Are your retail IT systems and processes ready for peak trading?
Ever since ecommerce channels have become a significant revenue stream for retailers, IT and ecommerce directors have been asked by the business: Are we ready for peak trading? With the addition of Black Friday to the retail calendar, on top of Christmas and Summer peaks, this question is asked by the business more and more often.
Answering this question with credibility can be a challenge, especially if there have been issues in the past that have impacted on retail trading.
The increased focus on in-store digital innovation and omni-channel retail has meant that systems’ stability and performance is more critical than ever before and the question: Are we ready for peak trading? is no longer related to one channel and set of systems, but has significance throughout the enterprise.

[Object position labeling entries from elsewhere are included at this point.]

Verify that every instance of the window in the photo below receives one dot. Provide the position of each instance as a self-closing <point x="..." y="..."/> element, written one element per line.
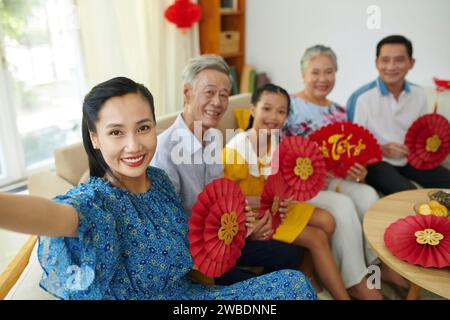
<point x="43" y="83"/>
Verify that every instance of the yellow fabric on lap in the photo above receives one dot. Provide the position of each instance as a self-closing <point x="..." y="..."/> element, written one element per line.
<point x="242" y="117"/>
<point x="297" y="218"/>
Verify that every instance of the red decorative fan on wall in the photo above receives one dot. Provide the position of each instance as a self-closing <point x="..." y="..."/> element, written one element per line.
<point x="421" y="240"/>
<point x="217" y="227"/>
<point x="344" y="144"/>
<point x="428" y="140"/>
<point x="183" y="13"/>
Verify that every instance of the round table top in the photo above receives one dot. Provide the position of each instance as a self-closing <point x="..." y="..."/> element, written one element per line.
<point x="388" y="210"/>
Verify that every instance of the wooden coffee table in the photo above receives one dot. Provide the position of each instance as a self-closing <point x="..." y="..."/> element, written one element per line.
<point x="388" y="210"/>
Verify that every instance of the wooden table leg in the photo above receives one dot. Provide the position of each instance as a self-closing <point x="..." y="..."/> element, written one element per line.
<point x="413" y="293"/>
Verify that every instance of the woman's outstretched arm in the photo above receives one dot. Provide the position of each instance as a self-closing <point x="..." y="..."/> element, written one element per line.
<point x="36" y="215"/>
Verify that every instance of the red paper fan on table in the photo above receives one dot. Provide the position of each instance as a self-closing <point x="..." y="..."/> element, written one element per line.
<point x="217" y="227"/>
<point x="428" y="140"/>
<point x="344" y="144"/>
<point x="421" y="240"/>
<point x="301" y="165"/>
<point x="275" y="190"/>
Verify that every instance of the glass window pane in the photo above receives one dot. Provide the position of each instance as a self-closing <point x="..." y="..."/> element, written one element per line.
<point x="44" y="63"/>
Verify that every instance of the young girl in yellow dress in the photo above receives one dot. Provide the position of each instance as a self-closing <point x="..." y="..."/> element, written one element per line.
<point x="247" y="161"/>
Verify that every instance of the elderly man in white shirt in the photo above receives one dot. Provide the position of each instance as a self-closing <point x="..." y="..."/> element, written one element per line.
<point x="183" y="152"/>
<point x="387" y="107"/>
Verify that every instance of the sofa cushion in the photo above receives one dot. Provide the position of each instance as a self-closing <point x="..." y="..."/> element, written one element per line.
<point x="27" y="286"/>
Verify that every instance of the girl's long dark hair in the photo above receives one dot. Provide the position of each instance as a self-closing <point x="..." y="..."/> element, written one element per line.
<point x="269" y="87"/>
<point x="92" y="105"/>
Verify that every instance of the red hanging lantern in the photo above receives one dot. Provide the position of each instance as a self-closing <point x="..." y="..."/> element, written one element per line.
<point x="183" y="13"/>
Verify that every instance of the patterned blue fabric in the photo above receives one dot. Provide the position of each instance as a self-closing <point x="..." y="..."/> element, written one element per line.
<point x="135" y="246"/>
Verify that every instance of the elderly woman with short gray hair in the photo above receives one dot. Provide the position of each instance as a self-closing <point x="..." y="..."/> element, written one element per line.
<point x="347" y="199"/>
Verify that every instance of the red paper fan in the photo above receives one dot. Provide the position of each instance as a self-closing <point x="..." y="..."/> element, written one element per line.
<point x="344" y="144"/>
<point x="428" y="140"/>
<point x="275" y="190"/>
<point x="217" y="227"/>
<point x="400" y="238"/>
<point x="301" y="165"/>
<point x="183" y="13"/>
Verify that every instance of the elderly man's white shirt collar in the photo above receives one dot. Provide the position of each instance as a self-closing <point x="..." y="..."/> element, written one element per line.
<point x="244" y="147"/>
<point x="186" y="133"/>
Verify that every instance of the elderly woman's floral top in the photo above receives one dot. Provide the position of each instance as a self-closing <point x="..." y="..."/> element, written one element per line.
<point x="305" y="117"/>
<point x="135" y="246"/>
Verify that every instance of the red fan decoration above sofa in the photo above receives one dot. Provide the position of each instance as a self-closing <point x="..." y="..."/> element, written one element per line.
<point x="183" y="13"/>
<point x="217" y="227"/>
<point x="301" y="165"/>
<point x="428" y="140"/>
<point x="346" y="143"/>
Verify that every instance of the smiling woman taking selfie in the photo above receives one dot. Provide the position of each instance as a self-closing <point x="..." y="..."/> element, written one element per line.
<point x="123" y="234"/>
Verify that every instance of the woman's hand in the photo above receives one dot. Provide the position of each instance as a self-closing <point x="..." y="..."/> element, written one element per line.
<point x="283" y="207"/>
<point x="250" y="217"/>
<point x="36" y="215"/>
<point x="357" y="172"/>
<point x="263" y="228"/>
<point x="328" y="179"/>
<point x="394" y="150"/>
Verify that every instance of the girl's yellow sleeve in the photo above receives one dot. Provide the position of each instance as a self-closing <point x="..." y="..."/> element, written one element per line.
<point x="234" y="166"/>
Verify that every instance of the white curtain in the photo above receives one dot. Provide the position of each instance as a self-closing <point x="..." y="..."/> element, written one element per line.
<point x="133" y="39"/>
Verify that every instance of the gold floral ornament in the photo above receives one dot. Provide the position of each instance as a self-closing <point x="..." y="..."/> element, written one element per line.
<point x="303" y="168"/>
<point x="229" y="227"/>
<point x="275" y="205"/>
<point x="433" y="143"/>
<point x="428" y="236"/>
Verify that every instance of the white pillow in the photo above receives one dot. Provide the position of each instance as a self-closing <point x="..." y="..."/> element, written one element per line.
<point x="27" y="286"/>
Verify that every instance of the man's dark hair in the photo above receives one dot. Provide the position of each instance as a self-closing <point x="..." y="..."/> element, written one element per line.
<point x="395" y="39"/>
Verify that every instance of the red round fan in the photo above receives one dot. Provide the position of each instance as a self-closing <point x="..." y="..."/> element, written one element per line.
<point x="275" y="191"/>
<point x="428" y="140"/>
<point x="421" y="240"/>
<point x="301" y="165"/>
<point x="183" y="13"/>
<point x="344" y="144"/>
<point x="217" y="227"/>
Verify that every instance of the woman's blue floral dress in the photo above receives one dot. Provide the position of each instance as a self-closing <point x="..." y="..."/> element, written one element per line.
<point x="135" y="246"/>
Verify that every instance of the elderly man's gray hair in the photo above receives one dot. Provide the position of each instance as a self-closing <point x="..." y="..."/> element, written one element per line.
<point x="204" y="62"/>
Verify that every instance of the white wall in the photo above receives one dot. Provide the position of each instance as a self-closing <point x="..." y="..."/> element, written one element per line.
<point x="279" y="31"/>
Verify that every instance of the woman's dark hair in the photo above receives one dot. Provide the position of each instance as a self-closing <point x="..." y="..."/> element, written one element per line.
<point x="93" y="103"/>
<point x="269" y="87"/>
<point x="396" y="39"/>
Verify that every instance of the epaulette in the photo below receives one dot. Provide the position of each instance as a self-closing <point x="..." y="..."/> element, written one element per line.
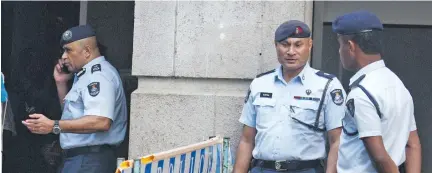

Proving that you are truly ready for peak can be a costly, complex business that can lead retailers to either hope for the best by throwing hardware at the problem, or spend a lot of money on performance testing in the belief that this will truly prove that systems can handle peak trading.
But how can you tell that you are ready? Or ready enough? From our experience of seeing many retailers go through peak we believe your level of peak readiness depends on the following factors.
Accuracy of retail peak trading traffic estimates. Peak trading estimates need to be as accurate as possible and take into account historical traffic data, planned marketing activity and any other data that is known to impact on peak. Once the peak trading traffic estimates are calculated and accepted by the business, a buffer can be added depending on the level of certainty and cautiousness.
Knowledge of bottlenecks in your systems architecture and applications. Bottlenecks can occur in software, hardware, integration layers, and third party and backend systems such as order management or warehouse management applications. Bottlenecks can also occur in data, for example, running out of order numbers. Technical teams need to be aware of these bottlenecks and have plans in place to address them in a timely manner, before peak.
Ability to scale quickly. Running hardware for peak trading can be expensive if it is not needed all year round. Scaling before and during retail peak needs to be done quickly and efficiently. How well and quickly your ecommerce technology can scale will affect how well you can respond to changes in traffic. Cloud-based infrastructure as a service makes scaling easier than traditional hardware cluster-based approaches, and can be considered as an option to manage scale if your applications are designed to work with it.
Quality of performance tests. Performance tests need to mirror real-life activity as accurately as possible. The further performance tests deviate from real-life patterns the less insightful the tests will be in finding true bottlenecks or issues. It is critical that performance tests are run on production copies of hardware, software, data and configuration. Scheduled jobs should also be factored into performance testing as a common cause of peak issues is batch jobs impacting on databases or applications.
Solid definition of change management processes. Change management processes are important in making sure retail systems are ready for peak trading. Any planned changes to production hardware, software, data or configuration should be taken into account when performance testing and when planning for peak. A major software deployment just before peak is very risky, as is a major change in planned marketing activity. IT and the business need to work in partnership to make sure that change is well managed and the communication of changes reaches the right people – be it IT, the business or key third parties.
Solid definition of issue management processes and accountability. Issues will always occur during peak. Issue management processes are key to making sure that problems are addressed quickly before they impact on revenue. Doing this requires key third parties, the business and IT to be fully engaged in issue management, to all know their accountabilities and responsibilities and to know the processes and escalations that are needed. A dress rehearsal of issues is a good way to ensure everyone knows their role and what to do when the pressure is on.
Profile of peak readiness within teams. Peak needs to have a high profile in every team it touches, from C-level in the retailer to third party on-call engineers. Everyone should know the importance of responding quickly to issues – be they the wrong content on a site to systems being down.
Availability of investment to support peak readiness activities. Being ready for peak often requires investment in performance testing, hardware, third party resources, internal resources and time. Retailers must be willing to invest to address peak readiness and to know what they are getting back for that investment.
Timely consideration of retail peak readiness. The sooner peak readiness is on the agenda, the more time is available to test, plan and rehearse in preparation.
There is always a risk that something will go wrong during peak that will impact on revenue. Thorough preparation, attacking known risks and a clear readiness plan, with C-level support and a high profile in the business, are key to making sure your business is retail peak ready.